It’s no secret that I’ve always struggled internally with career issues. The kind of job I’m in demands a lot, and I believe I’m able to deliver the minimum requirements. I’m not the type who wants to climb the corporate ladder, at least not in this job. While others clamor for a promotion, I prefer to be in the sidelines, working quietly. But life being life, nothing stays the same for long and I have eventually been given bigger and heavier responsibilities. Sure, it might serve as a validation that maybe I am doing something right, and I am grateful (and slightly flattered) with the trust they put in me, but it does not necessarily mean I am happy about it. Every day I am anxious and unsettled, and every Sunday I cry a little bit inside knowing that it is going to be another crazy week. Yes, work has its rewards, its perks, its little breakthrough moments that help in the journey that is self-discovery, yet I still question whether this is all there is to career life.
For the longest time, I’ve resisted accepting where I am and what I have because I have somehow equated acceptance with resignation – resignation to the fact that I will always feel there is something more, there is something better out there for me. I would like to put it out there that I do not neglect work. At the end of the day, though, I always feel like I can do better but do not have enough motivation to act on it.
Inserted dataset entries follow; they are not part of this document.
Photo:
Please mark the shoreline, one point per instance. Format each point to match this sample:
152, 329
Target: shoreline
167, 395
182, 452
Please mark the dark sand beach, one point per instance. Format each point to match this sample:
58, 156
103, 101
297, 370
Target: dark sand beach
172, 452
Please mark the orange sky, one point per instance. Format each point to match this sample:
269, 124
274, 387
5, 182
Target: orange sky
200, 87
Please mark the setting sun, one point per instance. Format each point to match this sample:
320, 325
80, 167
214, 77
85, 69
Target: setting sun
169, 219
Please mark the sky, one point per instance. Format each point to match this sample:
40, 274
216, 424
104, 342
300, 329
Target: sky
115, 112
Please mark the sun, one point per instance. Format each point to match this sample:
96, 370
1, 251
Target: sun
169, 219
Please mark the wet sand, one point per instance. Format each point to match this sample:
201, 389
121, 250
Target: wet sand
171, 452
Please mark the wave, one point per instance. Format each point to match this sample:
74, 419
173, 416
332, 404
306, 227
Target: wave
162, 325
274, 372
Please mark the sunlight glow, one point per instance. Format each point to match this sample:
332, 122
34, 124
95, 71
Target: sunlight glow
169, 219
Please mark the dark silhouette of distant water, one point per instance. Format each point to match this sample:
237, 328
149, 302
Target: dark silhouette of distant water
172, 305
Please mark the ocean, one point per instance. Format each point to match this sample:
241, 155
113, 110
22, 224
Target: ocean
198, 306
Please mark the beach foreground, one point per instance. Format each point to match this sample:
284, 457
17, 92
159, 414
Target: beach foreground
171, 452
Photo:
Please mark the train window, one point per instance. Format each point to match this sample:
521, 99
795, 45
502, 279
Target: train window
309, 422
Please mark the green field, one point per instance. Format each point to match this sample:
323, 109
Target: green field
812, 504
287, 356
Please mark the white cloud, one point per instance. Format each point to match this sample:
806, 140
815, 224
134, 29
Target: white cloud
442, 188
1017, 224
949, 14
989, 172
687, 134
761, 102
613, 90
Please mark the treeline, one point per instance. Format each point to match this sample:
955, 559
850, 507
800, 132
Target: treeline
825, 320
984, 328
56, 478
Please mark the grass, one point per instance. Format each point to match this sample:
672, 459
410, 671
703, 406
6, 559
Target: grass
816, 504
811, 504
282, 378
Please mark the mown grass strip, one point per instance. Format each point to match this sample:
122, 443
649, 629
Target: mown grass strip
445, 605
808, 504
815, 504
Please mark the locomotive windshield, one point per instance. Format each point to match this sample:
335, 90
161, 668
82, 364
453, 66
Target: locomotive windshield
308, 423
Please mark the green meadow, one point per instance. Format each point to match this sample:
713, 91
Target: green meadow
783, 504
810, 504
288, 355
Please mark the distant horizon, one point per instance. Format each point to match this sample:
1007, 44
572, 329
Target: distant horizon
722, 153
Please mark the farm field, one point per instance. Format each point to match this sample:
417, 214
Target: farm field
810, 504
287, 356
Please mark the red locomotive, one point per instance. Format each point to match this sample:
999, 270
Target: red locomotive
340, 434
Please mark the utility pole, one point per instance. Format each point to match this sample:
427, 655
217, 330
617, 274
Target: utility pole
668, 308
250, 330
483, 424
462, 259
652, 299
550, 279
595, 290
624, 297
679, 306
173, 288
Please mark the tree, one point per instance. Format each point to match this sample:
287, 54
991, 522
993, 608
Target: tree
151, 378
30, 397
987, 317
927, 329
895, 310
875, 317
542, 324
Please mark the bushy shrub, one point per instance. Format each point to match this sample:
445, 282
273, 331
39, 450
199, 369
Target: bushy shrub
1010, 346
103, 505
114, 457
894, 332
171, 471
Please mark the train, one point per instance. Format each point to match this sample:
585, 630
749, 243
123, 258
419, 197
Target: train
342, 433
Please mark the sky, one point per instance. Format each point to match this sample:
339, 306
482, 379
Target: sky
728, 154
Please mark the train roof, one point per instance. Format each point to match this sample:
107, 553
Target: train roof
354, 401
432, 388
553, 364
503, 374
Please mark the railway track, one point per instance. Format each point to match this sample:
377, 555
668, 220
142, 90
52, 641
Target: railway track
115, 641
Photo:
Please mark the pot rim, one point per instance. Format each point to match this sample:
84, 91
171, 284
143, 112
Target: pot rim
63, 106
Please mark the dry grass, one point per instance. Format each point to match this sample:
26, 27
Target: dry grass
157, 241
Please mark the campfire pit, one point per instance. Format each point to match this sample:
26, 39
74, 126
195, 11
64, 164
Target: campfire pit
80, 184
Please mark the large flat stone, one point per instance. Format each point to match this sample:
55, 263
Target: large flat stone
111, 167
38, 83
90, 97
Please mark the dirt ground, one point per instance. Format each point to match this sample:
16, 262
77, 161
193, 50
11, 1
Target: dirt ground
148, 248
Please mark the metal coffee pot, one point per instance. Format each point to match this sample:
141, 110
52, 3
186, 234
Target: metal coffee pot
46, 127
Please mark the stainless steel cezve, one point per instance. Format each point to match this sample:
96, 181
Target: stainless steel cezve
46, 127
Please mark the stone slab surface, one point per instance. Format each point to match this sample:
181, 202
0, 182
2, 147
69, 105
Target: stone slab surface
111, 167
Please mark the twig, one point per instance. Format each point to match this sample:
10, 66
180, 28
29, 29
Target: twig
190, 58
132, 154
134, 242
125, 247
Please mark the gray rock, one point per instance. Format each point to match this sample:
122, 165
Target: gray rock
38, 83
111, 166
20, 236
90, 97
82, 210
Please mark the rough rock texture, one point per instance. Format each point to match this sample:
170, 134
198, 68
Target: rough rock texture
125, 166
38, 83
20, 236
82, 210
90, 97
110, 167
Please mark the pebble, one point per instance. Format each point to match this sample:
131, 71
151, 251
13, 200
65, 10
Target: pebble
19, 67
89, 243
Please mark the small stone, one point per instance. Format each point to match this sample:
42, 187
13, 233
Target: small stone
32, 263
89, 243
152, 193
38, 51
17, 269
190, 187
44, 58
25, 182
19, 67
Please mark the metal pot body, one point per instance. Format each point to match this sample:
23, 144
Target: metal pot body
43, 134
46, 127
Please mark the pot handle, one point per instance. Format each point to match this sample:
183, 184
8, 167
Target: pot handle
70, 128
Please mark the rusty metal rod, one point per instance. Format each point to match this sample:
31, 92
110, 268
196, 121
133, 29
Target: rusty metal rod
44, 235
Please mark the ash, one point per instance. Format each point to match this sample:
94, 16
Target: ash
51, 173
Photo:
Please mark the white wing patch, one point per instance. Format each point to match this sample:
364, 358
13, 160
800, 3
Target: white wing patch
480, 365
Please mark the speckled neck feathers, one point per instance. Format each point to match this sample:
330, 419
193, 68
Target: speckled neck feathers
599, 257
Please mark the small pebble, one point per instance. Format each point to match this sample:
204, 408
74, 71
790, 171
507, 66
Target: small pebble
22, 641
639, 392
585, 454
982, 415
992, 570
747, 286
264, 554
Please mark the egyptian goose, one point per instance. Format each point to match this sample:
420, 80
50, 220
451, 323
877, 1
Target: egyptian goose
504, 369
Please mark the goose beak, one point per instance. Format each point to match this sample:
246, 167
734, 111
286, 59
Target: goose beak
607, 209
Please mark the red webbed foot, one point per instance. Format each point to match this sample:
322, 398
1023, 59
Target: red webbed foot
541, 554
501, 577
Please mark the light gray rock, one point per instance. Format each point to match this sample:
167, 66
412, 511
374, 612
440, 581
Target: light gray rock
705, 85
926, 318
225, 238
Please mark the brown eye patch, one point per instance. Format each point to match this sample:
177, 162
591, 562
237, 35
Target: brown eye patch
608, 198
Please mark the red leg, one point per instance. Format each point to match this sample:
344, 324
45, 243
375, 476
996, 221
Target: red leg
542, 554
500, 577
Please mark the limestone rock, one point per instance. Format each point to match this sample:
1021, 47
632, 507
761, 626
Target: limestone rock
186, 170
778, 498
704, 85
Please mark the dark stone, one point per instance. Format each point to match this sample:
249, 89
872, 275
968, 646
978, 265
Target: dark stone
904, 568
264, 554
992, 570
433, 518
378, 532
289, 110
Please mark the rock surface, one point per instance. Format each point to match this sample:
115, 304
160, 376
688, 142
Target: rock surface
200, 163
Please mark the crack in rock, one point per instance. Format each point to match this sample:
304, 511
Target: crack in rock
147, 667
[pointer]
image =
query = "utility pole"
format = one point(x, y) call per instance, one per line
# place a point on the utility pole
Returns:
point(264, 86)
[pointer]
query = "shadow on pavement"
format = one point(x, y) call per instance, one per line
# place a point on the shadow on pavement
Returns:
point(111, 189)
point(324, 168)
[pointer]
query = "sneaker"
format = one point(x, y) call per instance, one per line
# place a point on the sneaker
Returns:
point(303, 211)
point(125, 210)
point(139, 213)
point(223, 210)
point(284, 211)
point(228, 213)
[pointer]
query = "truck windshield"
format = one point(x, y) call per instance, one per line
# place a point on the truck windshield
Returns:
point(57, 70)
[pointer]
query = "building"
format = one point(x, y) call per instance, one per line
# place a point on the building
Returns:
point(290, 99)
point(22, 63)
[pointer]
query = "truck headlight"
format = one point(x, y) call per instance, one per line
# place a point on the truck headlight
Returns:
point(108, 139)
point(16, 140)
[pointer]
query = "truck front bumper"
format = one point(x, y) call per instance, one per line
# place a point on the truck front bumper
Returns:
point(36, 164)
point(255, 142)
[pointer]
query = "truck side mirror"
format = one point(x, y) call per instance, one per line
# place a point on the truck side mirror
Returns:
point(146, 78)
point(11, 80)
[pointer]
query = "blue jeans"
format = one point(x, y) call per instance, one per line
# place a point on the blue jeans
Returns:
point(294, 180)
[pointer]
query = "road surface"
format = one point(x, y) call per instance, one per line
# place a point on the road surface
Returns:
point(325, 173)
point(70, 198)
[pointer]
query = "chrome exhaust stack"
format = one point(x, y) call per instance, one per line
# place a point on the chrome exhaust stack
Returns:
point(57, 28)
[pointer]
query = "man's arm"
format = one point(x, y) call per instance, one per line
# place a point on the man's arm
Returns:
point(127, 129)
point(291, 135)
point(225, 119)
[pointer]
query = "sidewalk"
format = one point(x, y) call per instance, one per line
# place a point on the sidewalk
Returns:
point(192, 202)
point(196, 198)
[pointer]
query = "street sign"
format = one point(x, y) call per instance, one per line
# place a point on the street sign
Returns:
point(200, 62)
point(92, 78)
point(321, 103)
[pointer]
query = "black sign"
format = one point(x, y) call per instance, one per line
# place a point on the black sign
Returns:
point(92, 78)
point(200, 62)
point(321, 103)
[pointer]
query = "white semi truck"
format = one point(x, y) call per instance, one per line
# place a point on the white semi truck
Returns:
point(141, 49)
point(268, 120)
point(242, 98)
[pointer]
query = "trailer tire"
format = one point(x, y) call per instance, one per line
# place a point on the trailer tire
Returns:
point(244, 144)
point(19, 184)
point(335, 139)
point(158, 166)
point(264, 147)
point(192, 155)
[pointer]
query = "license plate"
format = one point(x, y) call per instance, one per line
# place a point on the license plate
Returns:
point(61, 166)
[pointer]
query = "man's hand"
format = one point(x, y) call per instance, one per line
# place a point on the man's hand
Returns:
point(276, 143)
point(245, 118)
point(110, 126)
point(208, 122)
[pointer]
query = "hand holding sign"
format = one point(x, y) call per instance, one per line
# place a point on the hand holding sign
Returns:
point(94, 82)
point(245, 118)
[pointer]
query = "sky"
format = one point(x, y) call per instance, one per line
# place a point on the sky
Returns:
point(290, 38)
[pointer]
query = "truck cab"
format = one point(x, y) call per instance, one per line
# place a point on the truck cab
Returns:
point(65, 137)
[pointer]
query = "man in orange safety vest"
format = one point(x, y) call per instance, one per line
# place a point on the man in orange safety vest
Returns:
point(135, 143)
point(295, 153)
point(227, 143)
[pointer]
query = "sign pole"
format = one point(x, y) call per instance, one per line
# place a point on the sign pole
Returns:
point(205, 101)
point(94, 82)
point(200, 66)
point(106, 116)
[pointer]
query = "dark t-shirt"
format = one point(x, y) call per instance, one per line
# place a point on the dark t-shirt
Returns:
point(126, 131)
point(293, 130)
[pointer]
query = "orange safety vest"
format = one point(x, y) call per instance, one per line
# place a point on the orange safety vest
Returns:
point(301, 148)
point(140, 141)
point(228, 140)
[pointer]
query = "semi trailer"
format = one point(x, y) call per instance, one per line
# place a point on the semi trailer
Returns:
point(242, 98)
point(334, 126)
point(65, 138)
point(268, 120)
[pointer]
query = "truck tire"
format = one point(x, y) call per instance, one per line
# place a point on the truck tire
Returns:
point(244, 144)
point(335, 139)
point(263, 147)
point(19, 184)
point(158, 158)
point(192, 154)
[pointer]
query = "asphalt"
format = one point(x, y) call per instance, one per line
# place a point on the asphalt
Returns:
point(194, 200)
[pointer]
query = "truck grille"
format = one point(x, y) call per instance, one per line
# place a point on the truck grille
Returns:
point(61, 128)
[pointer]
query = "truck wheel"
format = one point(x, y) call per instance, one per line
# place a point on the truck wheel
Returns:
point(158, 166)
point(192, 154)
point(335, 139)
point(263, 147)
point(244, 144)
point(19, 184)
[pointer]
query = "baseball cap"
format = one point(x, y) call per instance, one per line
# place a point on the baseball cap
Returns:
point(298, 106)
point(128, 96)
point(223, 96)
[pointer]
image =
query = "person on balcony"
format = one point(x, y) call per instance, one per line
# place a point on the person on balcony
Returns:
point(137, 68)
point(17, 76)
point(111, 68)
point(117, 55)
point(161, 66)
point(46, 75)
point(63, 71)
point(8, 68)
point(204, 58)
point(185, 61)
A large part of it stems from the fact that I am still unclear as to what I want to do with my life. There are options, of course, like my current job, as well as helping with the family business. For a while I toyed with the idea of working and/or studying abroad, but financial constraints have made them a bit more difficult to carry out (not impossible, just not as feasible as the others). The fact remains that I have to keep on trying and putting myself out there in the hopes of finding what it is I am meant to do. People tell me to stick to where I am because it pays well or it is prestigious or it fits my level of education. Is it worth it, though, knowing that I will never be truly happy in the status quo?
My perception of success and fulfillment are not the same as theirs, which is where all the judgment comes in. Over the years, I have learned to care less about what other people think, and while I still struggle with it sometimes, it is much easier now than a few years ago. I know this is not where I want to be 2 years from now. I have an idea of where I want to be, but I am not 100% sure about it. Then again, the only way you will ever find out if something works for you is if you try it. I have tried this, and I do not think this is the best thing for me to do, so I will move on to the next, still hoping it will finally be the one. What is life without uncertainties, right?